Выяснилось, что над Большими просветами под железом крыши был положен войлок, пропитанный дегтем, очень опасное сочетание в случае попадания зажигалок.
В будочках на крыше не всегда было приятно — комары донимали. Ночью было необыкновенно тихо, все, сравнительно немногочисленные тогда автомобили были с самого начала войны реквизированы в армию; но изредка было слышно, как какой-то армейский автомобиль въезжает на самый верх Дворцового моста: «та-так, та-так» по незакрепленным чугунным доскам, прикрывающим щель разводной части. Мы научились легко ходить по крышам, и там я впервые увидел вблизи Латника в Черных доспехах, который, по Блоку, «Не даст ответа, пока не застигнет его заря». Необычайны были закаты и восходы, и они становились все краснее по мере того, как приближался фронт. Вскоре мы поняли, что это горят леса.
Мы ходили в касках, но в своей одежде. Тотя Изергина (впоследствии жена И.А.Орбели, а тогда один из его нелюбимейших «черных котов») все уговаривала нас обучиться у нее альпинистским приемам, чтобы во время тревоги можно было скорее забраться на крышу, минуя длиннейшие ходы и лестницы.[238]
Питание в городе заметно ухудшилось, но в Доме ученых, куда мы являлись в пожарных касках, кормили более чем сносно, было даже бламанже. Подавали официанты-татары, как в царское время. Карточек пока не было.
Затем стали происходить воздушные тревоги. Тревоги эти были ложными, но тем не менее сеяли панику. В учениях по шагистике вместе с нами маршировали «старушки» из музейной охраны, и при звуке сирены то одна, то другая вдруг начинали метаться с криком, что ее убьют, а у нее дома дети, пыталась куда-то спрятаться.
Подошла подготовка эвакуации второго эшелона. Работа шла споро, но уже не с таким необычайным напряжением.
В эти дни приезжал из армии мой самый близкий друг Ваня Фурсенко. Он был лейтенантом, командовал взводом. Ваня рассказал нам, то, что впоследствии мы слышали от многих. Он приехал из Новгорода с поручением о пополнении боезапаса или что-то в этом роде, и говорил нам, что Новгород почти окружен; город еще держится, но кругом армия бежит[239].
Дело шло раз за разом таким образом: части занимают окопы; являются немцы с автоматами — трр-р-р веером; одновременно разносится слух о парашютистах в тылу — и начинается бегство. В нормально организованном армейском тылу парашютисты не страшны, но в сочетании с автоматчиками с фронта они вызывали ужас. Разбегаясь, наши красноармейцы приходили поодиночке в город, и каждый сообщал, что из дивизии уцелел он один. На деле, побросав оружие или с оружием, постепенно являлось до 80 % бойцов. Наши танки ехали по дорогам, заваленным шинелями, противогазами и даже винтовками, которые солдаты бросали, чтобы облегчить себе бегство.

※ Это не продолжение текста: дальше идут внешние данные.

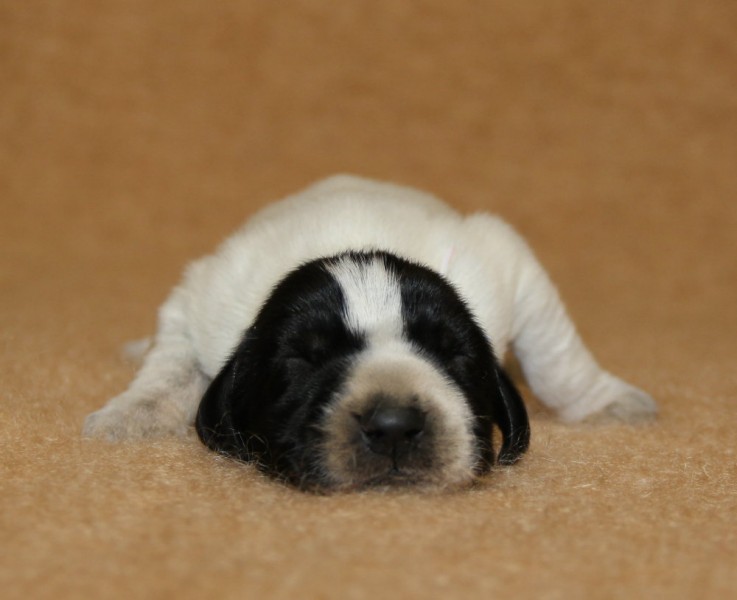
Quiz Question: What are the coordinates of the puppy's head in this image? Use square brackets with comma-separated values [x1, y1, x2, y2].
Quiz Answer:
[196, 251, 529, 490]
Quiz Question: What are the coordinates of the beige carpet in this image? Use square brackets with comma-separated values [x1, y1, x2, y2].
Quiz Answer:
[2, 2, 736, 598]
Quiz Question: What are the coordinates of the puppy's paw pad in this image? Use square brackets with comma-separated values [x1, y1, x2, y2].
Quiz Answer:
[83, 398, 188, 441]
[586, 386, 657, 424]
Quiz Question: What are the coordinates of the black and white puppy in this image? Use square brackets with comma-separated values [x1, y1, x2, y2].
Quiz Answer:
[84, 175, 656, 490]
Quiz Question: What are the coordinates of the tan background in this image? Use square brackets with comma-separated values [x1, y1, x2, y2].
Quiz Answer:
[2, 2, 736, 598]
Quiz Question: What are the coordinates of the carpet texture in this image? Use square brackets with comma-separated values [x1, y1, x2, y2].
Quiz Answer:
[2, 2, 736, 598]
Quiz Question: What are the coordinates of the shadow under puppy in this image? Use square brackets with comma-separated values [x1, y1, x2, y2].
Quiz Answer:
[84, 175, 656, 490]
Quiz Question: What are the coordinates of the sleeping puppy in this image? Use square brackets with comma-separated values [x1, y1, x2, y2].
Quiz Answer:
[83, 175, 656, 490]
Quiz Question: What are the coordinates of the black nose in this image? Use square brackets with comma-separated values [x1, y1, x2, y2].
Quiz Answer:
[359, 405, 426, 457]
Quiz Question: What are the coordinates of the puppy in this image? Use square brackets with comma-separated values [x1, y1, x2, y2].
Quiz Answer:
[84, 175, 656, 490]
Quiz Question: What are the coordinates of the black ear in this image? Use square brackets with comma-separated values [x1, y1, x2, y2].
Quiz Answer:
[494, 367, 531, 465]
[195, 354, 240, 455]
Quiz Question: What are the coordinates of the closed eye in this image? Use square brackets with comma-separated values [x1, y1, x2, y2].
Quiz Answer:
[281, 325, 364, 370]
[284, 355, 314, 370]
[406, 319, 470, 363]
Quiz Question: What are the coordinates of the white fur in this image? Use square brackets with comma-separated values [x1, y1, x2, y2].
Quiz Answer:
[326, 254, 403, 343]
[83, 174, 656, 440]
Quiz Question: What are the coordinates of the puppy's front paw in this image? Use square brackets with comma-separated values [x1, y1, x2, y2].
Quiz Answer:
[83, 394, 190, 441]
[585, 381, 657, 424]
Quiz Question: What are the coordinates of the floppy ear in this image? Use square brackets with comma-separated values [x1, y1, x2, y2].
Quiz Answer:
[494, 367, 531, 465]
[195, 354, 240, 455]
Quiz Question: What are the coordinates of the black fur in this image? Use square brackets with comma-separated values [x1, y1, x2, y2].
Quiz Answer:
[196, 250, 530, 488]
[392, 253, 530, 470]
[196, 258, 365, 484]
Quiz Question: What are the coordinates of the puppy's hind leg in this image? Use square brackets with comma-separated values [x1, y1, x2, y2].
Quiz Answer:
[83, 289, 209, 441]
[473, 217, 657, 423]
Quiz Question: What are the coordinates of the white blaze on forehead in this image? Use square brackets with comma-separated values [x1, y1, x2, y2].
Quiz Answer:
[326, 256, 403, 341]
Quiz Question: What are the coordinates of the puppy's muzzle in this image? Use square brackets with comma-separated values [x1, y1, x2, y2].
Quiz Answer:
[357, 404, 426, 462]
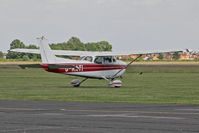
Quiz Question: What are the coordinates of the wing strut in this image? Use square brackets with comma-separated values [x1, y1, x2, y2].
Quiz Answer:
[74, 78, 89, 87]
[111, 54, 142, 80]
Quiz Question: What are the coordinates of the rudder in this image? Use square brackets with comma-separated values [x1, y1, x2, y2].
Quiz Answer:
[37, 36, 57, 64]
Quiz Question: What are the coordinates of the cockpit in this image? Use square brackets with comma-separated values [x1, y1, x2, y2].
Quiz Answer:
[79, 56, 117, 64]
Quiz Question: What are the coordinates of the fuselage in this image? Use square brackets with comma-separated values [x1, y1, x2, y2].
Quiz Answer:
[41, 56, 127, 79]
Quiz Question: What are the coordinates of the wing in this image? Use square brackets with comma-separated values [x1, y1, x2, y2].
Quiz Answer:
[10, 48, 184, 56]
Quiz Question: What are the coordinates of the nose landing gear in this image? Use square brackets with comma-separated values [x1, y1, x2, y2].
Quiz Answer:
[108, 80, 122, 88]
[102, 76, 122, 88]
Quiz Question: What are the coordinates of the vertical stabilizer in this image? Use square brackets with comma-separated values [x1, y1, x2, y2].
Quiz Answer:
[37, 36, 57, 64]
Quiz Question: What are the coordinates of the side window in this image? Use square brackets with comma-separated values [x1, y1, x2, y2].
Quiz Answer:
[84, 56, 93, 62]
[94, 57, 103, 64]
[79, 56, 85, 60]
[113, 57, 116, 62]
[94, 56, 115, 64]
[103, 57, 112, 64]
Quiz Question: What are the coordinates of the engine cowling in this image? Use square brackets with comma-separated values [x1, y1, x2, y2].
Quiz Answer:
[109, 80, 122, 88]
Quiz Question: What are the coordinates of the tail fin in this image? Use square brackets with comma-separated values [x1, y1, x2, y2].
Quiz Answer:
[37, 36, 57, 64]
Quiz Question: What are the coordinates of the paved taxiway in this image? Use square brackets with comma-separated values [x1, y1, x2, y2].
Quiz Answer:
[0, 101, 199, 133]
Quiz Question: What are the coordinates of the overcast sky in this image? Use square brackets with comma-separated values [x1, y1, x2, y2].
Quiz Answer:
[0, 0, 199, 52]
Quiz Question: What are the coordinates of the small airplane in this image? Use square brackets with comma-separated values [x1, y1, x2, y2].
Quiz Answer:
[11, 36, 183, 87]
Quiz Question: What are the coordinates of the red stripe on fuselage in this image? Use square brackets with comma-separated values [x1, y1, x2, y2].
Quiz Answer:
[42, 63, 126, 73]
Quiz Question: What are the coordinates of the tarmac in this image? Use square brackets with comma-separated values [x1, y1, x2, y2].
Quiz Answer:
[0, 100, 199, 133]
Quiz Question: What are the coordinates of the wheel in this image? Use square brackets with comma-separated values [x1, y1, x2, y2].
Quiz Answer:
[73, 84, 80, 87]
[71, 79, 81, 87]
[108, 80, 122, 88]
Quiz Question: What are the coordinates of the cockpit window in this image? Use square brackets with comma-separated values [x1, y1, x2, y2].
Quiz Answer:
[79, 56, 85, 60]
[113, 57, 116, 62]
[103, 56, 112, 64]
[94, 56, 103, 64]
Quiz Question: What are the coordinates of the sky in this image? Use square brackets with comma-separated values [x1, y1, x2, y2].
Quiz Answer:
[0, 0, 199, 53]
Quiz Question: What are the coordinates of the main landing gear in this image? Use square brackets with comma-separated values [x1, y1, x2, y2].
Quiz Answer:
[71, 78, 122, 88]
[71, 78, 88, 87]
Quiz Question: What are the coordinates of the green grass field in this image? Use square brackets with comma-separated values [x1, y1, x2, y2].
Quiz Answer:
[0, 64, 199, 104]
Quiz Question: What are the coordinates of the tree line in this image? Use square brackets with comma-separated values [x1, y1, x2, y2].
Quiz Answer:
[6, 37, 112, 60]
[0, 51, 3, 59]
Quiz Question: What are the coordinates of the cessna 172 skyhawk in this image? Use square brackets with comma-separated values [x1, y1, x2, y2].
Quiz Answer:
[11, 36, 183, 87]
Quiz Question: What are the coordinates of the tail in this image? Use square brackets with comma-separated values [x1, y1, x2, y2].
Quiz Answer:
[37, 36, 57, 64]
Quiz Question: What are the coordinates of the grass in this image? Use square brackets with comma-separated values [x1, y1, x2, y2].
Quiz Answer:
[0, 65, 199, 104]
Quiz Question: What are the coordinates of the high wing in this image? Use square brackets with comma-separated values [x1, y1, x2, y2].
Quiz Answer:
[10, 48, 184, 56]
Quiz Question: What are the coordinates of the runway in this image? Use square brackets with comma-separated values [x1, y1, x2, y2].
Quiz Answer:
[0, 101, 199, 133]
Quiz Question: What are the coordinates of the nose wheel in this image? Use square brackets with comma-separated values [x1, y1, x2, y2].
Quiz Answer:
[102, 76, 122, 88]
[108, 80, 122, 88]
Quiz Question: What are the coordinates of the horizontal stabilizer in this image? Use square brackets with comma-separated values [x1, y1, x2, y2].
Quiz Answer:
[48, 64, 77, 70]
[19, 64, 42, 69]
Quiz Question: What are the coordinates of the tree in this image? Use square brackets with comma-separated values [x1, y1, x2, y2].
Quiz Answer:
[27, 44, 38, 49]
[26, 44, 40, 60]
[22, 55, 30, 61]
[85, 41, 112, 51]
[158, 53, 164, 60]
[85, 43, 97, 51]
[49, 37, 112, 51]
[6, 37, 112, 60]
[138, 56, 143, 61]
[173, 52, 180, 60]
[7, 39, 26, 59]
[98, 41, 112, 51]
[50, 43, 63, 50]
[10, 39, 25, 49]
[66, 37, 85, 51]
[0, 51, 3, 59]
[7, 40, 40, 60]
[6, 51, 23, 59]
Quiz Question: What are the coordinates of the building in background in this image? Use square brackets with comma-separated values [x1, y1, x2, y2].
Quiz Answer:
[2, 53, 7, 59]
[120, 50, 199, 61]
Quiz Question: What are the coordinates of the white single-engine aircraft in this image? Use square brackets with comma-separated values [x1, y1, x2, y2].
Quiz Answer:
[11, 36, 183, 87]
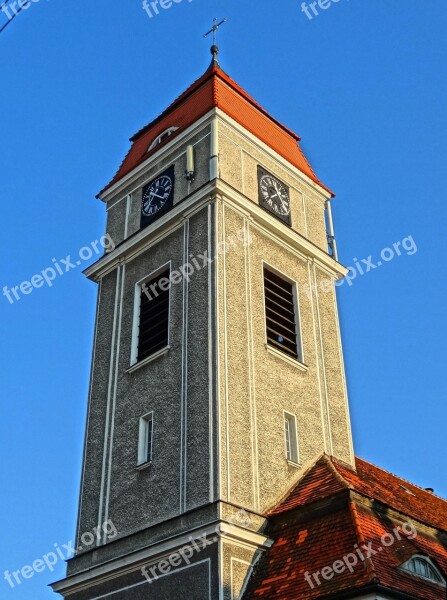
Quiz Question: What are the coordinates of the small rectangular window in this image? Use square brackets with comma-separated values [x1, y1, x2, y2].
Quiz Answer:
[264, 267, 300, 360]
[138, 412, 154, 466]
[137, 269, 170, 362]
[284, 412, 299, 464]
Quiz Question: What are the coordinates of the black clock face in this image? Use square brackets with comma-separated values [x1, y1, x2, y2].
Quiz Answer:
[142, 175, 172, 216]
[258, 167, 291, 225]
[141, 166, 175, 228]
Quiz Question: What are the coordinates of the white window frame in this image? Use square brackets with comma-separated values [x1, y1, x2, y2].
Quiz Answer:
[137, 411, 154, 467]
[148, 127, 179, 151]
[400, 555, 446, 586]
[283, 411, 300, 465]
[130, 261, 172, 367]
[262, 261, 304, 364]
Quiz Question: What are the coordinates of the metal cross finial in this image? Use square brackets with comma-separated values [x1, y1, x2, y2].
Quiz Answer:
[203, 17, 227, 46]
[203, 17, 227, 65]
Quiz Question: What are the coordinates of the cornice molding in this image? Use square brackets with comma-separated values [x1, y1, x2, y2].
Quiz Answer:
[51, 521, 271, 596]
[216, 108, 333, 202]
[98, 110, 217, 203]
[85, 179, 347, 282]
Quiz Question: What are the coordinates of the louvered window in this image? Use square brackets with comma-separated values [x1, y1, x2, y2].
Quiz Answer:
[264, 268, 300, 359]
[137, 269, 170, 362]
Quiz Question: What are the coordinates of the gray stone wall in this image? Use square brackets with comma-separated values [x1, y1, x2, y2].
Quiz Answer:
[76, 204, 216, 550]
[68, 543, 218, 600]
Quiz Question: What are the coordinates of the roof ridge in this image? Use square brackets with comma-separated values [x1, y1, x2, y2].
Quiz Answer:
[266, 452, 327, 516]
[215, 70, 301, 142]
[129, 65, 218, 142]
[356, 457, 447, 502]
[327, 454, 354, 490]
[348, 500, 380, 583]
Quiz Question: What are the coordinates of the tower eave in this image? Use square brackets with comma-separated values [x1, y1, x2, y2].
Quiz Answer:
[97, 65, 333, 199]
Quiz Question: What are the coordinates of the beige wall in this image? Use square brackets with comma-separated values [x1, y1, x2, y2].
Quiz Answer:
[218, 121, 327, 251]
[216, 116, 353, 514]
[221, 540, 260, 600]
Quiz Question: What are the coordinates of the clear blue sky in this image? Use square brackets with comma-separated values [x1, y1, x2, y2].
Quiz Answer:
[1, 0, 446, 597]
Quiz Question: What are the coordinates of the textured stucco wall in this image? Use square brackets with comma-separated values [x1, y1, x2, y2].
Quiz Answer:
[222, 541, 261, 600]
[216, 115, 353, 514]
[314, 266, 352, 461]
[68, 543, 218, 600]
[66, 112, 352, 600]
[76, 205, 215, 549]
[106, 197, 127, 248]
[104, 124, 212, 245]
[76, 270, 118, 542]
[218, 121, 327, 251]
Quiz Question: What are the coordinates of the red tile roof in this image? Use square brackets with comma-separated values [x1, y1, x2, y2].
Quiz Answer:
[271, 455, 447, 534]
[245, 455, 447, 599]
[246, 505, 370, 599]
[354, 501, 447, 600]
[99, 64, 332, 197]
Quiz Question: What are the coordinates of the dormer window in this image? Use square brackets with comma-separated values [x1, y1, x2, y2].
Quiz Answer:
[148, 127, 179, 151]
[400, 555, 445, 585]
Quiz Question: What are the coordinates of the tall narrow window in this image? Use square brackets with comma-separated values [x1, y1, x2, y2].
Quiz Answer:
[137, 269, 170, 362]
[138, 412, 154, 466]
[264, 267, 300, 360]
[284, 412, 299, 464]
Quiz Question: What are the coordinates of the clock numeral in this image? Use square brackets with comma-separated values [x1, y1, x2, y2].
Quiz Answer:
[141, 171, 174, 219]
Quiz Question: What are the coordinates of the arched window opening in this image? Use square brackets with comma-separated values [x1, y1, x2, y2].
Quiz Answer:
[400, 555, 445, 585]
[148, 127, 179, 151]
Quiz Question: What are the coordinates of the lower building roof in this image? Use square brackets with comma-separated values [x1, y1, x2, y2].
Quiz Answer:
[244, 455, 447, 599]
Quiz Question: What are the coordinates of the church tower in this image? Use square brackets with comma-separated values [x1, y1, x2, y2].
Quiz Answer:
[52, 46, 354, 600]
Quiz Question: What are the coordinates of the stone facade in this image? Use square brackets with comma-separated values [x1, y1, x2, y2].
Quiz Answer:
[52, 107, 353, 600]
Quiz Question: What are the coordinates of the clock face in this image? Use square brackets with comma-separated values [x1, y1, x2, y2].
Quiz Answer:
[142, 175, 172, 216]
[258, 167, 291, 225]
[141, 166, 175, 228]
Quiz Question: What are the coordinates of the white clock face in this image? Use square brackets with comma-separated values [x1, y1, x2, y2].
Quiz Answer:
[142, 175, 173, 217]
[260, 174, 290, 217]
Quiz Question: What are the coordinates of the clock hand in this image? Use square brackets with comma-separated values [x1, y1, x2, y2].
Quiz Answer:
[273, 182, 289, 213]
[270, 191, 285, 209]
[146, 191, 165, 206]
[273, 182, 283, 197]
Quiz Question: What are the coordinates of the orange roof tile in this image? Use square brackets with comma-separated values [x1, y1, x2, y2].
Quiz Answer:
[271, 455, 447, 533]
[99, 64, 332, 197]
[245, 456, 447, 599]
[338, 457, 447, 534]
[246, 506, 369, 599]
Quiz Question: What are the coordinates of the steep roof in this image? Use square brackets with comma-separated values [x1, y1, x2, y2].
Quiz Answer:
[99, 64, 332, 197]
[245, 456, 447, 600]
[271, 455, 447, 533]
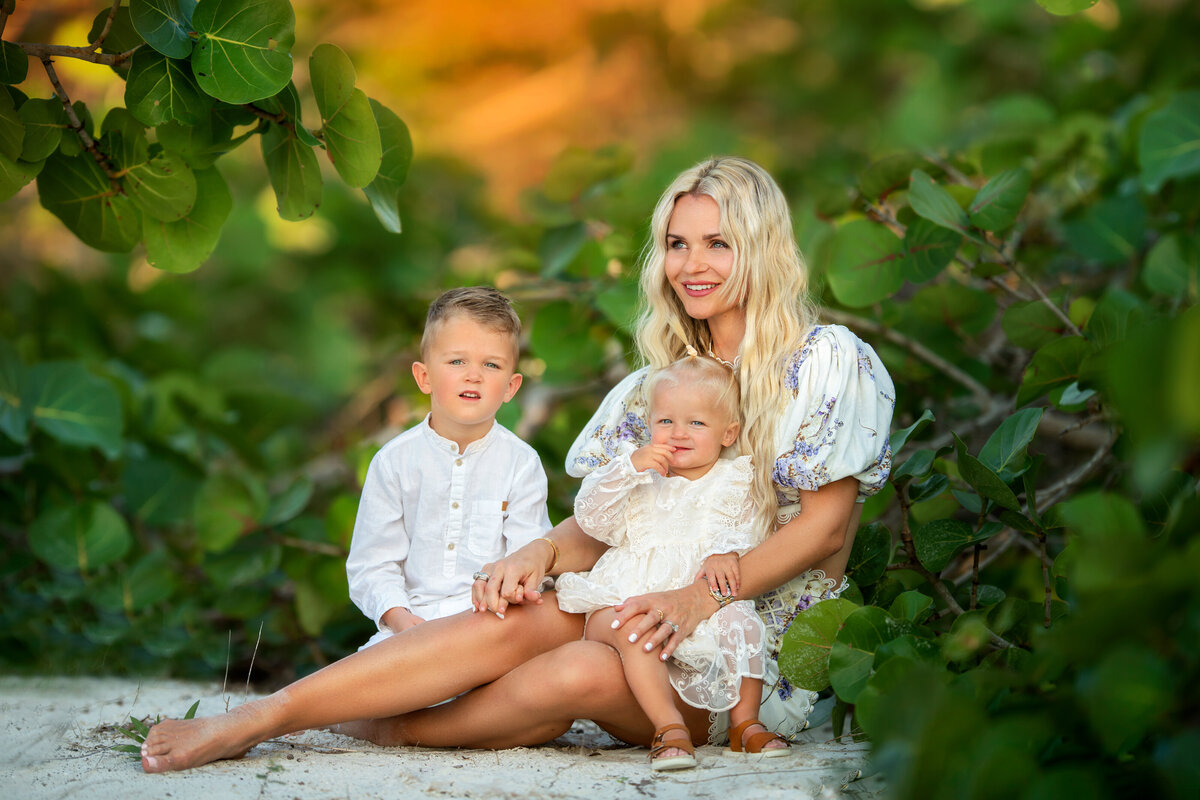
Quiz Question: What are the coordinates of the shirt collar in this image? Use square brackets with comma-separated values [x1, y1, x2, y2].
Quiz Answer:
[419, 414, 497, 456]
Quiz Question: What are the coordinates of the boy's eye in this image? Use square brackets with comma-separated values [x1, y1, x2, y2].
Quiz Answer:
[449, 358, 465, 365]
[485, 362, 501, 369]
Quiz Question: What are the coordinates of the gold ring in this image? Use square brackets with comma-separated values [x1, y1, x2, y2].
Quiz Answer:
[656, 609, 664, 622]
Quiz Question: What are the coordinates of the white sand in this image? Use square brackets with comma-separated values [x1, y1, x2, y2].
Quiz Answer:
[0, 676, 883, 799]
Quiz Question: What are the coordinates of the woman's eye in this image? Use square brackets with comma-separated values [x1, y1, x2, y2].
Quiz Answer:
[668, 239, 686, 249]
[711, 240, 728, 249]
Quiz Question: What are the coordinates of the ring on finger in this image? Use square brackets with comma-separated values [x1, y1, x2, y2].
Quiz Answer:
[663, 620, 680, 633]
[656, 609, 664, 623]
[472, 571, 490, 582]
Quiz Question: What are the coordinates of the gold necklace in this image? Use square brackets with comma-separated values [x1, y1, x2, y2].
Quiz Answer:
[707, 348, 738, 370]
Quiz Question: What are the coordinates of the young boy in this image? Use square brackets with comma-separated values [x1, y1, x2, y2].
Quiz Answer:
[346, 287, 552, 650]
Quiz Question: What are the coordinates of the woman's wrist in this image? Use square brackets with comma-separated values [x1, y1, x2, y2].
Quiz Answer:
[535, 536, 559, 574]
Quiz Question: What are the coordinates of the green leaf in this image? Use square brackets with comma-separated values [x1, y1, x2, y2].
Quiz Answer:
[262, 476, 313, 526]
[908, 169, 970, 234]
[319, 88, 381, 188]
[857, 153, 936, 201]
[143, 165, 232, 272]
[830, 606, 904, 703]
[194, 474, 260, 552]
[131, 0, 197, 59]
[191, 0, 295, 104]
[0, 339, 29, 443]
[122, 453, 201, 525]
[126, 49, 210, 126]
[17, 99, 67, 162]
[889, 408, 935, 453]
[1077, 647, 1175, 755]
[909, 282, 996, 336]
[1017, 336, 1091, 407]
[1142, 232, 1200, 298]
[310, 43, 356, 120]
[1037, 0, 1099, 15]
[913, 518, 983, 572]
[954, 434, 1021, 512]
[0, 150, 42, 204]
[57, 101, 92, 157]
[28, 502, 132, 573]
[1062, 195, 1146, 265]
[362, 99, 412, 233]
[0, 40, 27, 85]
[968, 168, 1031, 232]
[942, 610, 992, 661]
[908, 474, 949, 503]
[0, 88, 23, 162]
[593, 280, 640, 334]
[125, 150, 197, 221]
[978, 408, 1043, 475]
[540, 222, 589, 277]
[156, 116, 224, 168]
[889, 590, 933, 623]
[1139, 91, 1200, 193]
[901, 217, 960, 283]
[1001, 295, 1069, 349]
[25, 362, 123, 457]
[260, 123, 322, 220]
[1085, 287, 1147, 350]
[529, 301, 606, 384]
[777, 597, 858, 692]
[185, 699, 200, 719]
[892, 448, 935, 482]
[37, 151, 141, 253]
[825, 219, 904, 307]
[846, 522, 890, 586]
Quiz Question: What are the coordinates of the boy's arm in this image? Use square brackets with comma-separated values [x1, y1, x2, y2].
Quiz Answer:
[346, 454, 414, 632]
[501, 450, 553, 554]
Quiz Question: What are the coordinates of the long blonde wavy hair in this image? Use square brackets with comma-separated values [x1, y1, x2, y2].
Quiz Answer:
[634, 157, 818, 529]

Рассказав все это, Ваня уехал в свою часть, и больше его никто никогда не видел. Лишь годы спустя стало известно, какие потери несли в наступлении и немцы, и как расписание наступления все менее выполнялось. А тогда было ясно, что либо армия остановится и остановит немцев, либо войне конец и советской власти конец.
Всюду обсуждали, как быть дальше. Уже давно происходила мобилизация всех женшин, кроме имеющих совсем малолетних детей, на рытье окопов. Прибегавшие женщины сообщали, что едва они успеют вырыть окопы, как их сразу же занимают немцы. Дело их тогда казалось нам бессмысленным.